Title: Re: [GreenYes] Garbage to energy
On Radio Times here in Philly today, same thing. Two experts on biofuels talking about the problems with grain production concluding that the best source is waste material.

See April 24, 2008 first hour of the show:

I got into this field through all my energy research on combustion and chemical conversion technologies surrounding waste and industrial byproducts back in the early 1980s. My conclusion then was that as long as oil prices stayed below $50 a barrel it was all a moot point. Fasten your seat belts. Today’s tissue grade may be tomorrow’s composite syn-fuel. Let the markets decide?

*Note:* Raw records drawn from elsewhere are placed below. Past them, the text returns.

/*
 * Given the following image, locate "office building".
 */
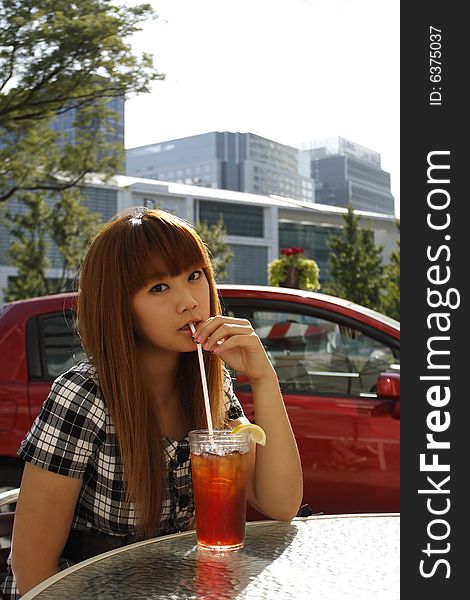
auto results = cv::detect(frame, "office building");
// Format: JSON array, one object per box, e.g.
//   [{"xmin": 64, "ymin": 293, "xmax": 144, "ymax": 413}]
[
  {"xmin": 0, "ymin": 177, "xmax": 399, "ymax": 305},
  {"xmin": 299, "ymin": 137, "xmax": 395, "ymax": 216},
  {"xmin": 126, "ymin": 132, "xmax": 314, "ymax": 203}
]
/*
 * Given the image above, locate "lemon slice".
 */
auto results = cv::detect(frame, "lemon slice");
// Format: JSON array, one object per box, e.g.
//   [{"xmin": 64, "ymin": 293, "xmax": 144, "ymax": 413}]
[{"xmin": 230, "ymin": 423, "xmax": 266, "ymax": 446}]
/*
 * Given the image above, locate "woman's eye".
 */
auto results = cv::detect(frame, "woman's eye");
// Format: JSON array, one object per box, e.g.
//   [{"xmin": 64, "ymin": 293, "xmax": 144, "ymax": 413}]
[
  {"xmin": 189, "ymin": 270, "xmax": 203, "ymax": 281},
  {"xmin": 150, "ymin": 283, "xmax": 168, "ymax": 293}
]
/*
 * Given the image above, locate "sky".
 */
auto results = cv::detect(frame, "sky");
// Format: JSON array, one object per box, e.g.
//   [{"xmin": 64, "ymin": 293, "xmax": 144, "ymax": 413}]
[{"xmin": 125, "ymin": 0, "xmax": 400, "ymax": 216}]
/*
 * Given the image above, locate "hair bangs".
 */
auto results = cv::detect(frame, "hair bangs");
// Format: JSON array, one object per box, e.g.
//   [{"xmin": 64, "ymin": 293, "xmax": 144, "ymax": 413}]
[{"xmin": 122, "ymin": 209, "xmax": 212, "ymax": 294}]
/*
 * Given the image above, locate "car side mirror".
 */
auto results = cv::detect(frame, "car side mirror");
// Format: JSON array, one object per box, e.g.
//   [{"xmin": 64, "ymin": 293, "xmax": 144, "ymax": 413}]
[{"xmin": 376, "ymin": 371, "xmax": 400, "ymax": 420}]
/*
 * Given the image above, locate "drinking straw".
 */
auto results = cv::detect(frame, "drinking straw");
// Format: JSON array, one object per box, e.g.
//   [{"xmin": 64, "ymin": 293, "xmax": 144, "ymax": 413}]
[{"xmin": 190, "ymin": 323, "xmax": 214, "ymax": 435}]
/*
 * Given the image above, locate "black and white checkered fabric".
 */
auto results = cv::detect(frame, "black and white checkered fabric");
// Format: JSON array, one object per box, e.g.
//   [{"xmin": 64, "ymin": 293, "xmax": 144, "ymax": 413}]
[{"xmin": 1, "ymin": 360, "xmax": 243, "ymax": 599}]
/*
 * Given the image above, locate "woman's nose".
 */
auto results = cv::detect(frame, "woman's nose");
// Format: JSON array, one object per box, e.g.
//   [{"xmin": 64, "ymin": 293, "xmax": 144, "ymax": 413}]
[{"xmin": 177, "ymin": 290, "xmax": 198, "ymax": 313}]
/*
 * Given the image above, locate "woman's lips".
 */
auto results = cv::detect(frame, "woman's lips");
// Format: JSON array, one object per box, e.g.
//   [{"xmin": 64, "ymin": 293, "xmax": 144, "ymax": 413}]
[
  {"xmin": 179, "ymin": 321, "xmax": 200, "ymax": 335},
  {"xmin": 179, "ymin": 328, "xmax": 193, "ymax": 337}
]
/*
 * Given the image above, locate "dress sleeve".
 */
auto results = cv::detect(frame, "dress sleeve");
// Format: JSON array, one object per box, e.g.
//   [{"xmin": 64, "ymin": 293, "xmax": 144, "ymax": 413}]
[
  {"xmin": 18, "ymin": 369, "xmax": 107, "ymax": 478},
  {"xmin": 223, "ymin": 368, "xmax": 245, "ymax": 421}
]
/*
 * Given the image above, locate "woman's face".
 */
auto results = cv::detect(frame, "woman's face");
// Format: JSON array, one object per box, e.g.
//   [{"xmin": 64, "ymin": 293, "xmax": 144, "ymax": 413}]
[{"xmin": 131, "ymin": 264, "xmax": 211, "ymax": 355}]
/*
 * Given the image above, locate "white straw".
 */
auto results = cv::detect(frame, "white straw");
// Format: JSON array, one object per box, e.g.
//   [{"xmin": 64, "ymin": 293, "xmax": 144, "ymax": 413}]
[{"xmin": 190, "ymin": 323, "xmax": 214, "ymax": 435}]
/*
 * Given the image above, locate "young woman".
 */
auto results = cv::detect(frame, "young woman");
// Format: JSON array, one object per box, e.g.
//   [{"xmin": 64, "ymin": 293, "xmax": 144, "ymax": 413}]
[{"xmin": 1, "ymin": 207, "xmax": 303, "ymax": 598}]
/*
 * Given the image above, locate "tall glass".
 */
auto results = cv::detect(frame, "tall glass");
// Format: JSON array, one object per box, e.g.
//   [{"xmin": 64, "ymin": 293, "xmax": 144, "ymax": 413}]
[{"xmin": 189, "ymin": 429, "xmax": 251, "ymax": 551}]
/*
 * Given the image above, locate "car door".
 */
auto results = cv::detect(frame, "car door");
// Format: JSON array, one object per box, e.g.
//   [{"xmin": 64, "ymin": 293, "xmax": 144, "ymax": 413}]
[{"xmin": 223, "ymin": 297, "xmax": 400, "ymax": 515}]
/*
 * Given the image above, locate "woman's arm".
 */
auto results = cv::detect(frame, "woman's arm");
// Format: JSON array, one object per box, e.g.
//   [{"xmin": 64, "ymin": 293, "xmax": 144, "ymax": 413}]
[
  {"xmin": 248, "ymin": 368, "xmax": 303, "ymax": 520},
  {"xmin": 195, "ymin": 317, "xmax": 303, "ymax": 521},
  {"xmin": 12, "ymin": 462, "xmax": 82, "ymax": 595}
]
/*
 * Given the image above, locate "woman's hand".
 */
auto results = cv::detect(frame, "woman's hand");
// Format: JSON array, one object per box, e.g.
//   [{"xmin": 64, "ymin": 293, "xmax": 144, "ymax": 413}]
[{"xmin": 193, "ymin": 316, "xmax": 274, "ymax": 382}]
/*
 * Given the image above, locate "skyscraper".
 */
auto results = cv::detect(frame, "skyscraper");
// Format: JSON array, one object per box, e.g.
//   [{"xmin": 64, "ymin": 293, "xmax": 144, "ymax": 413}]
[
  {"xmin": 126, "ymin": 131, "xmax": 314, "ymax": 203},
  {"xmin": 299, "ymin": 137, "xmax": 395, "ymax": 216}
]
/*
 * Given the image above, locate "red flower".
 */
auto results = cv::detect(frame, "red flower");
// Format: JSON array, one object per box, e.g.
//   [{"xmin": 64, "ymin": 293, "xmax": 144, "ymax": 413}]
[{"xmin": 281, "ymin": 247, "xmax": 304, "ymax": 256}]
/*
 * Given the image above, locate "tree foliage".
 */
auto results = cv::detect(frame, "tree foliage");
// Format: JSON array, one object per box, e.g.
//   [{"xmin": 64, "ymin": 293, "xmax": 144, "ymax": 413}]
[
  {"xmin": 0, "ymin": 0, "xmax": 163, "ymax": 202},
  {"xmin": 2, "ymin": 190, "xmax": 100, "ymax": 301},
  {"xmin": 324, "ymin": 207, "xmax": 385, "ymax": 310},
  {"xmin": 195, "ymin": 219, "xmax": 234, "ymax": 281},
  {"xmin": 0, "ymin": 0, "xmax": 163, "ymax": 301},
  {"xmin": 380, "ymin": 221, "xmax": 400, "ymax": 320}
]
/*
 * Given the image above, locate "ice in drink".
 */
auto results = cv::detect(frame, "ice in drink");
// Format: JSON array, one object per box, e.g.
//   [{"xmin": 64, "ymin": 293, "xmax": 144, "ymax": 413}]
[{"xmin": 189, "ymin": 430, "xmax": 251, "ymax": 551}]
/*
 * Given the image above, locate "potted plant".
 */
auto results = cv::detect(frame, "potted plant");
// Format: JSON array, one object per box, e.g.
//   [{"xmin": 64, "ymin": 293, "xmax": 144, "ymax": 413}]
[{"xmin": 268, "ymin": 247, "xmax": 320, "ymax": 291}]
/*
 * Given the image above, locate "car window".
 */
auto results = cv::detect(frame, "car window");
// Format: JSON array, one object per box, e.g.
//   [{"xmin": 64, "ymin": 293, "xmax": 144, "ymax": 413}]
[
  {"xmin": 38, "ymin": 312, "xmax": 85, "ymax": 378},
  {"xmin": 228, "ymin": 307, "xmax": 399, "ymax": 397}
]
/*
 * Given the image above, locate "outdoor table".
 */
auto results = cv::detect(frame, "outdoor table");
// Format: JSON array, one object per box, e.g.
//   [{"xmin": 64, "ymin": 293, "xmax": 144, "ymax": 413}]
[{"xmin": 21, "ymin": 513, "xmax": 399, "ymax": 599}]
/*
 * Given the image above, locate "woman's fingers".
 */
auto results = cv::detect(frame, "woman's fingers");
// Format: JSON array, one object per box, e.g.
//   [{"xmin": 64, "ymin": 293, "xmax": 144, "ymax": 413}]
[
  {"xmin": 212, "ymin": 333, "xmax": 273, "ymax": 381},
  {"xmin": 212, "ymin": 332, "xmax": 259, "ymax": 355},
  {"xmin": 195, "ymin": 317, "xmax": 254, "ymax": 350},
  {"xmin": 197, "ymin": 318, "xmax": 272, "ymax": 380},
  {"xmin": 196, "ymin": 315, "xmax": 251, "ymax": 335},
  {"xmin": 202, "ymin": 324, "xmax": 254, "ymax": 351}
]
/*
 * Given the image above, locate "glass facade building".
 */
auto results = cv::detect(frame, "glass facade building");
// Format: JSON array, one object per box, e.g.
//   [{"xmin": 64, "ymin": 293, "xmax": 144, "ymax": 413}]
[
  {"xmin": 301, "ymin": 137, "xmax": 395, "ymax": 216},
  {"xmin": 126, "ymin": 132, "xmax": 314, "ymax": 203},
  {"xmin": 0, "ymin": 176, "xmax": 399, "ymax": 304},
  {"xmin": 198, "ymin": 200, "xmax": 264, "ymax": 238},
  {"xmin": 221, "ymin": 244, "xmax": 269, "ymax": 285}
]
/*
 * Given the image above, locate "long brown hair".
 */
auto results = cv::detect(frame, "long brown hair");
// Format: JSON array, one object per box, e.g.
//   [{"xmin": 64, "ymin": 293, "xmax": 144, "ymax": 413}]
[{"xmin": 77, "ymin": 207, "xmax": 226, "ymax": 538}]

David Biddle, Executive Director
Greater Philadelphia Commercial Recycling Council
P.O. Box 4037
Philadelphia, PA 19118

215-247-3090 (desk)
215-432-8225 (cell)

on 4/24/08 2:55 PM, amy perlmutter at amy@no.address wrote:

From oregon public broadcasting,

Study Finds Garbage-To-Fuel Best Fit For NW

By Tom Banse

Olympia, WA  March 17, 2008 8:39 a.m.

Northwest biodiesel and ethanol production is on the rise.  But most of the raw materials for our biofuels still come from far away.

Midwestern corn and soybeans, for example, or canola oil from Canada.  A new study by the Pacific Northwest National Lab suggests the path to truly “homegrown” fuel might lead to the garbage dump.

Six researchers at the National Lab in Richland, Washington investigated how a regional biofuels industry could sustain itself without resorting to imported feedstocks.

Dennis Stiles: “We were a bit surprised to discover that the resource was a bit smaller than our intuition would have told us.”

Lead study author Dennis Stiles says farmers have no incentive to switch to oilseeds right now given the current high prices for food crops.

Dennis Stiles: “Municipal and industrial solid waste turns out to be one of the most prominent products available. It has the additional charm of already being collected and transported to central locations.”

Stiles says pretty much everything in your garbage except the metal and glass can be chemically converted into liquid fuel.  He says the technology to do that exists, but needs further refinement.

The study calculated that the Northwest could eventually meet 10 to 12 percent of its annual fuel demand from garbage we now throw out.